Data from a subanalysis of the study was also presented at the meeting by Ryan Sullivan, associate director of the Melanoma Program at Mass General Cancer Center and associate professor at Harvard Medical School.
He reported that patients in the combination arm had better outcomes than those treated with just pembrolizumab, regardless of their tumor mutational burden (TMB), tumor inflammation score, or PD-L1 level.
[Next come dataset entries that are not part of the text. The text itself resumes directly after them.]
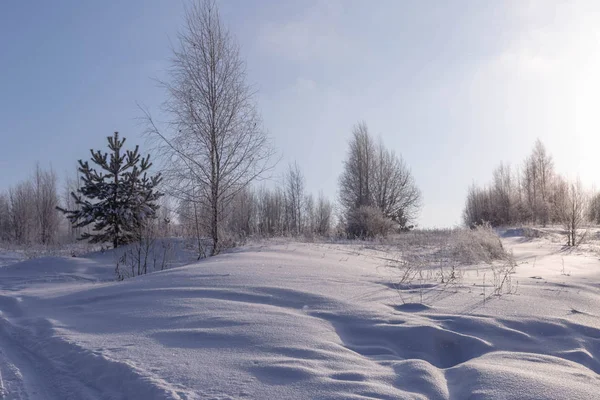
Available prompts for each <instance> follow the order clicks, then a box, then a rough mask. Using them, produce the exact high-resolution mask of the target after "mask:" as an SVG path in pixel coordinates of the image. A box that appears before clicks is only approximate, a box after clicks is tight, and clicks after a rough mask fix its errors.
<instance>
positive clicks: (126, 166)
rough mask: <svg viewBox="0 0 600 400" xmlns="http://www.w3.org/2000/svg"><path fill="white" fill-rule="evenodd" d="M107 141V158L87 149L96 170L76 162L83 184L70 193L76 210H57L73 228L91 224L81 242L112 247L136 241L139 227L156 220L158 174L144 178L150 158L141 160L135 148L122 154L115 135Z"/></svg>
mask: <svg viewBox="0 0 600 400" xmlns="http://www.w3.org/2000/svg"><path fill="white" fill-rule="evenodd" d="M107 139H108V148H109V149H110V150H111V153H110V158H109V157H108V153H102V152H101V151H100V150H98V151H94V150H93V149H92V150H90V153H91V154H92V162H93V163H94V164H96V165H97V166H98V167H99V169H100V171H97V170H96V169H95V168H92V167H90V164H89V162H88V161H85V162H83V161H82V160H79V172H80V173H81V180H82V182H83V185H82V186H81V187H80V188H79V189H78V190H77V194H76V193H75V192H71V196H72V197H73V198H74V200H75V204H76V205H77V206H78V207H77V208H78V209H76V210H65V209H62V208H59V210H60V211H62V212H63V213H65V214H66V215H67V218H68V219H69V221H70V222H71V224H72V225H73V227H75V228H81V227H84V226H87V225H89V224H92V223H93V224H94V225H93V231H94V233H87V232H86V233H83V234H82V235H81V238H80V239H81V240H85V239H89V240H90V242H91V243H103V242H112V244H113V247H115V248H116V247H118V246H120V245H122V244H126V243H130V242H132V241H135V240H139V239H140V238H139V237H137V236H138V233H137V232H140V229H139V228H140V227H141V226H143V224H144V223H145V222H147V220H149V219H152V218H155V217H156V211H157V210H158V208H159V205H158V203H157V200H158V199H159V198H160V196H162V193H159V192H158V191H157V190H156V186H157V185H158V184H159V183H160V181H161V179H162V178H161V174H160V173H159V174H157V175H154V176H148V169H149V168H150V167H151V166H152V163H150V155H148V156H146V157H145V158H142V157H141V156H140V154H139V148H138V146H136V147H135V150H133V151H131V150H125V151H122V147H123V144H124V143H125V138H123V139H119V133H118V132H115V134H114V136H112V137H110V136H109V137H107Z"/></svg>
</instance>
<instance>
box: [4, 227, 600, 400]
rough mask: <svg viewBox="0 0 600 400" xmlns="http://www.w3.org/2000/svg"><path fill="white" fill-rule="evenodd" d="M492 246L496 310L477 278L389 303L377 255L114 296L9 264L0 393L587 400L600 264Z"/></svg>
mask: <svg viewBox="0 0 600 400" xmlns="http://www.w3.org/2000/svg"><path fill="white" fill-rule="evenodd" d="M504 244H505V245H506V246H507V247H509V248H511V249H512V250H513V251H514V254H515V258H516V260H517V262H518V266H517V268H516V274H514V277H513V279H518V281H519V289H518V291H517V292H516V293H513V294H510V295H503V296H490V294H491V293H492V291H491V289H489V288H488V289H487V292H485V293H486V294H485V296H484V295H483V292H484V288H483V285H484V276H485V275H486V274H490V275H487V279H488V280H487V282H488V284H491V283H490V281H491V279H490V276H491V272H490V268H493V265H488V264H480V265H475V266H464V267H462V268H463V272H464V275H463V280H462V282H461V284H460V285H457V286H453V287H451V288H450V287H448V286H447V285H442V284H439V283H435V282H429V283H428V284H424V283H423V282H420V283H419V284H417V283H416V282H415V283H413V284H412V286H410V285H406V286H405V287H403V288H401V289H399V288H398V287H395V286H394V282H396V281H397V280H398V277H399V273H398V271H397V270H396V269H394V268H389V267H386V266H385V265H386V263H385V262H384V261H383V260H384V259H386V258H389V254H387V253H381V252H380V251H378V250H377V249H365V248H364V247H358V246H356V245H352V244H344V245H342V244H340V245H333V244H331V245H325V244H296V243H289V244H267V245H263V246H258V245H257V246H254V247H252V246H249V247H247V248H243V249H240V250H238V251H236V252H234V253H230V254H223V255H221V256H218V257H214V258H211V259H208V260H204V261H201V262H197V263H194V264H191V265H188V266H183V267H180V268H174V269H171V270H166V271H162V272H157V273H153V274H150V275H146V276H142V277H138V278H135V279H129V280H126V281H124V282H113V281H110V280H109V279H110V277H111V274H112V272H113V269H114V267H113V266H112V265H111V262H110V257H109V256H108V255H101V256H100V255H94V256H90V257H88V258H46V259H38V260H31V261H24V262H21V263H16V264H13V265H10V266H7V267H4V268H2V269H0V287H1V289H2V290H1V291H0V310H1V311H2V314H1V315H0V318H1V319H0V349H1V351H2V353H1V354H0V376H1V377H2V378H1V379H0V387H1V388H2V389H0V393H2V391H3V392H4V396H5V397H6V396H8V397H7V398H13V399H25V398H29V399H42V398H44V399H47V398H50V399H69V398H72V399H81V398H90V399H94V398H98V399H100V398H101V399H136V398H139V399H153V398H155V399H242V398H249V399H276V398H277V399H307V398H310V399H368V398H371V399H372V398H376V399H404V398H406V399H489V398H497V399H503V398H522V399H540V398H549V399H550V398H555V399H562V398H569V399H590V398H594V397H595V396H597V388H598V387H599V385H600V377H599V375H598V374H599V373H600V363H599V360H598V357H599V356H600V326H599V325H600V319H599V318H598V316H597V309H598V304H599V302H598V299H599V297H598V289H599V288H600V287H599V286H598V283H597V282H598V277H599V273H600V269H599V268H598V267H600V263H599V262H598V260H597V259H596V258H594V257H591V256H590V255H587V254H567V253H561V249H560V248H559V247H556V246H557V245H554V244H552V243H546V242H539V241H538V242H536V241H526V242H523V241H520V240H519V238H518V237H509V238H507V239H504ZM562 261H565V262H566V264H567V265H568V267H567V268H568V269H569V271H570V274H569V275H566V274H565V273H564V272H563V270H564V268H563V267H562V264H563V263H562ZM431 267H432V268H437V267H436V266H431ZM398 290H403V291H404V293H403V296H399V294H398ZM423 291H425V293H423ZM421 298H423V302H419V301H417V299H421ZM402 299H404V301H403V300H402ZM407 299H408V300H409V301H407Z"/></svg>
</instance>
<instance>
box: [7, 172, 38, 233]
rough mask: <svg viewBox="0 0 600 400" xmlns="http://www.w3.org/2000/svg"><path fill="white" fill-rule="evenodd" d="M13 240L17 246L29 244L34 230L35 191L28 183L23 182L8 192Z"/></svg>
mask: <svg viewBox="0 0 600 400" xmlns="http://www.w3.org/2000/svg"><path fill="white" fill-rule="evenodd" d="M8 197H9V201H10V213H11V227H12V231H13V238H14V239H15V241H16V242H17V243H19V244H27V243H31V242H32V241H33V239H34V237H33V233H34V230H35V191H34V188H33V185H32V184H31V182H30V181H28V180H27V181H23V182H21V183H19V184H17V185H16V186H15V187H14V188H11V189H10V190H9V192H8Z"/></svg>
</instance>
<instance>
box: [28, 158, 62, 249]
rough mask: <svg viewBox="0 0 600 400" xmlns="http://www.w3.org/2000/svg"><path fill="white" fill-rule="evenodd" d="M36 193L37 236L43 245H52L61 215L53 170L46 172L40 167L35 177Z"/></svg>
mask: <svg viewBox="0 0 600 400" xmlns="http://www.w3.org/2000/svg"><path fill="white" fill-rule="evenodd" d="M33 187H34V191H35V218H36V225H37V231H38V232H37V234H38V237H39V242H40V243H41V244H45V245H46V244H50V243H52V242H54V241H55V240H56V234H57V232H58V222H59V215H58V211H57V210H56V207H57V206H58V192H57V183H56V174H55V173H54V171H53V170H52V169H50V170H48V171H45V170H42V169H41V168H40V166H39V164H38V165H36V167H35V172H34V175H33Z"/></svg>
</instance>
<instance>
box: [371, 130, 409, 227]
mask: <svg viewBox="0 0 600 400" xmlns="http://www.w3.org/2000/svg"><path fill="white" fill-rule="evenodd" d="M374 166H375V168H374V170H373V172H374V174H373V178H372V180H371V182H372V183H371V190H372V192H373V197H374V204H375V206H376V207H377V208H379V210H380V211H381V212H382V213H383V215H384V216H386V217H388V218H391V219H392V220H394V221H395V222H397V223H398V224H399V225H400V226H401V227H403V228H404V227H406V226H407V225H408V224H409V223H410V222H412V221H414V220H415V219H416V217H417V215H418V213H419V210H420V209H421V191H420V190H419V188H418V187H417V185H416V184H415V181H414V178H413V175H412V173H411V172H410V169H409V168H408V167H407V166H406V164H405V163H404V160H403V159H402V157H400V156H398V155H396V154H395V153H394V152H393V151H391V150H387V149H386V148H385V146H384V145H383V142H381V141H380V142H379V144H378V146H377V150H376V156H375V157H374Z"/></svg>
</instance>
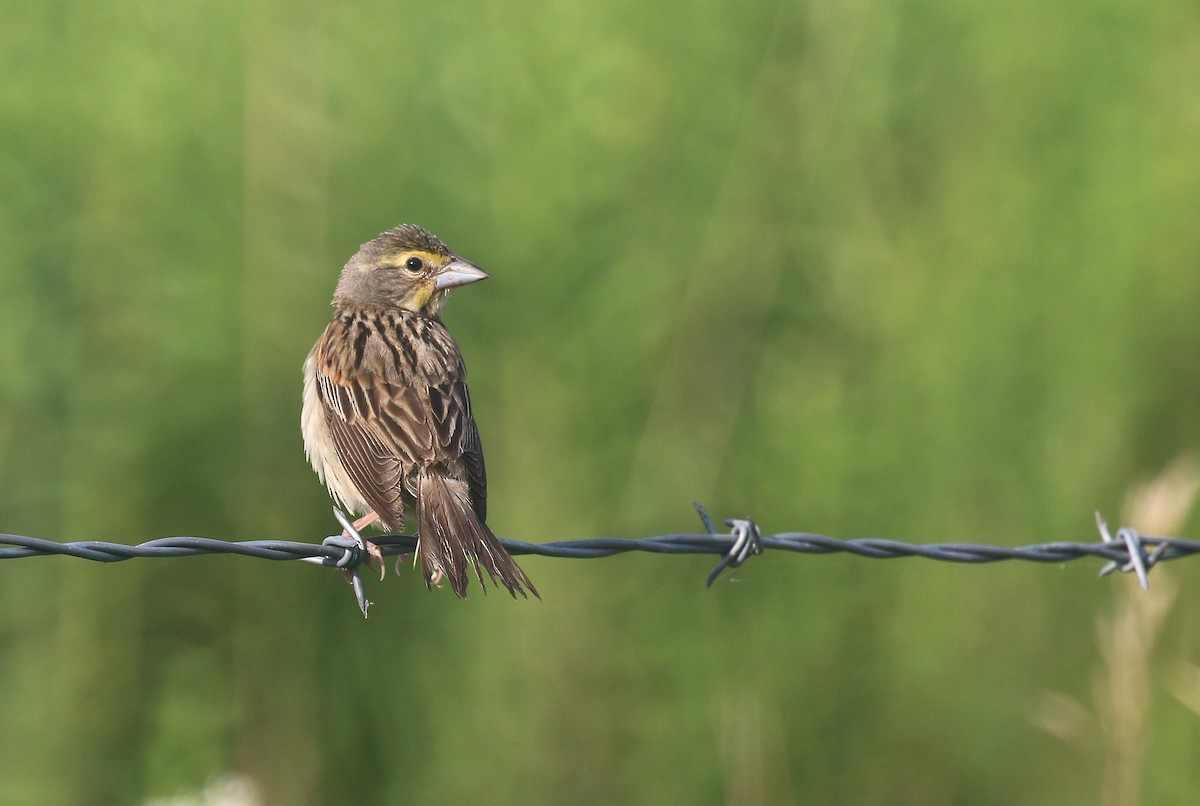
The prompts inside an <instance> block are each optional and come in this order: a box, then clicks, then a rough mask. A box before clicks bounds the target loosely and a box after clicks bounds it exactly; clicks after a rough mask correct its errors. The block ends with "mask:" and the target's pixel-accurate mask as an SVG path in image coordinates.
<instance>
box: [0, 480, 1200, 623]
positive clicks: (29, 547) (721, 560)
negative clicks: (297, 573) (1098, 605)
mask: <svg viewBox="0 0 1200 806" xmlns="http://www.w3.org/2000/svg"><path fill="white" fill-rule="evenodd" d="M695 507H696V511H697V512H698V513H700V517H701V521H702V522H703V523H704V528H706V530H707V531H706V533H703V534H684V533H680V534H672V535H658V536H655V537H642V539H631V537H589V539H583V540H560V541H552V542H546V543H530V542H527V541H523V540H511V539H503V537H502V539H500V543H503V545H504V548H506V549H508V552H509V553H510V554H512V555H526V554H533V555H538V557H557V558H570V559H595V558H601V557H612V555H614V554H624V553H628V552H650V553H655V554H720V555H722V557H721V561H720V563H718V565H716V567H715V569H713V572H712V573H710V575H708V585H709V587H712V584H713V583H714V582H715V581H716V578H718V577H719V576H720V575H721V573H722V572H724V571H726V570H727V569H736V567H738V566H740V565H742V564H743V563H745V561H746V559H749V558H750V557H752V555H755V554H762V553H763V552H764V551H766V549H772V551H782V552H797V553H800V554H835V553H848V554H854V555H857V557H865V558H870V559H876V560H887V559H898V558H904V557H919V558H923V559H926V560H941V561H944V563H974V564H982V563H1001V561H1006V560H1026V561H1030V563H1068V561H1070V560H1078V559H1082V558H1086V557H1094V558H1099V559H1103V560H1106V563H1105V565H1104V567H1102V569H1100V576H1106V575H1109V573H1112V572H1114V571H1122V572H1126V573H1135V575H1136V576H1138V581H1139V583H1140V584H1141V587H1142V588H1144V589H1145V588H1148V587H1150V577H1148V573H1150V570H1151V569H1152V567H1153V566H1154V565H1156V564H1158V563H1163V561H1166V560H1175V559H1180V558H1183V557H1192V555H1194V554H1200V541H1195V540H1180V539H1176V537H1151V536H1146V535H1141V534H1139V533H1138V531H1136V530H1135V529H1133V528H1130V527H1122V528H1120V529H1117V531H1116V535H1115V536H1114V535H1112V534H1111V533H1110V531H1109V528H1108V523H1105V521H1104V518H1103V517H1100V513H1099V512H1097V513H1096V525H1097V528H1098V529H1099V533H1100V542H1097V543H1079V542H1051V543H1040V545H1032V546H1013V547H1009V546H988V545H978V543H954V542H948V543H905V542H901V541H896V540H884V539H880V537H860V539H853V540H840V539H836V537H828V536H826V535H816V534H812V533H806V531H788V533H779V534H774V535H763V534H762V533H761V531H760V529H758V527H757V524H755V522H754V521H751V519H750V518H730V519H727V521H725V525H727V527H730V531H728V533H727V534H726V533H721V531H718V529H716V527H715V524H714V523H713V519H712V518H710V517H709V515H708V512H707V511H706V510H704V507H703V506H701V505H700V504H696V505H695ZM334 515H335V517H336V518H337V521H338V522H340V523H341V524H342V527H343V528H344V529H346V531H344V533H343V534H342V535H334V536H331V537H326V539H325V540H324V541H323V542H320V543H305V542H296V541H288V540H247V541H240V542H232V541H226V540H215V539H211V537H160V539H157V540H150V541H146V542H144V543H138V545H136V546H131V545H126V543H114V542H107V541H97V540H86V541H77V542H66V543H61V542H56V541H53V540H44V539H40V537H26V536H24V535H7V534H0V546H10V548H0V560H8V559H17V558H25V557H52V555H62V557H74V558H78V559H82V560H94V561H97V563H121V561H124V560H130V559H134V558H148V557H194V555H198V554H239V555H242V557H254V558H258V559H264V560H302V561H306V563H314V564H318V565H326V566H332V567H337V569H341V570H342V572H343V573H344V575H346V576H347V577H348V578H349V581H350V582H352V584H353V585H354V594H355V599H356V600H358V603H359V608H360V609H361V610H362V615H366V613H367V607H368V606H370V604H371V602H370V601H367V597H366V594H365V591H364V588H362V579H361V576H360V573H359V570H360V566H362V565H365V564H366V565H370V564H371V554H372V553H371V552H370V551H368V543H367V541H366V540H365V539H364V537H362V536H361V535H360V534H359V533H358V530H356V529H355V528H354V524H353V523H350V521H349V518H347V516H346V515H344V513H343V512H342V511H341V510H337V509H335V510H334ZM371 543H374V545H376V546H378V547H379V553H380V554H382V555H403V554H409V553H412V552H414V551H415V549H416V537H415V536H414V535H380V536H373V537H372V539H371Z"/></svg>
For example, the vaccine-pembrolizumab combination led to a similar reduction in the risk of recurrence or death in patients with high and low TMB, at 35% and 41%, respectively.
According to Sullivan, this observation suggests that an algorithm efficient in choosing the target neoantigens can potentially enable the vaccine to induce a robust immune response regardless of the TMB. “There likely is a certain TMB threshold below which our ability to successfully create a neoantigen vaccine is reduced, but our findings indicate that, above that threshold, the benefit of adding vaccination to pembrolizumab was similar regardless of the TMB,” he remarked.
Weber said that the data will now “encourage the initiation of a definitive large, randomized phase 3 trial that’s going to start hopefully in the next couple of months, certainly by the summer of 2023, which I think will definitively answer the question of whether the vaccine added to pembrolizumab causes increased clinical benefit defined as recurrence free survival and distant metastasis free survival.”
He also noted that he believes that the personalized vaccine approach “is absolutely applicable to any solid tumor that expresses neoantigens and that’s almost every solid tumor.” Hematologic malignancies carry fewer neoantigens than solid tumors, but Weber sees no reason the same vaccine strategy couldn’t be used for hematologic cancers “as long as you had a good algorithm for choosing the best neoantigens.”
The study’s first author, Professor Adnan Khattak, Cancer Clinical Trials Lead and Raine Foundation Research Fellow at Hollywood Private Hospital in Nedlands, Western Australia, told Inside precision Medicine that the vaccine will allow clinicians to “take a more personalised approach for high-risk melanoma patients in an effort to further improve the cure rate in addition to what is currently being offered by standard immunotherapy alone.”
Commenting on the data, Sandip Patel, professor of medical oncology at the University of California, San Diego, said he thinks that the personalized mRNA vaccine is “potentially a very exciting approach that may be applicable across multiple tumor types.” However, he cautioned that the data needs to be validated in larger randomized studies as the vaccine is currently only available in context of clinical trials. “If the trial results are positive, this may become a treatment option in future in melanoma as well as in other cancers,” he said.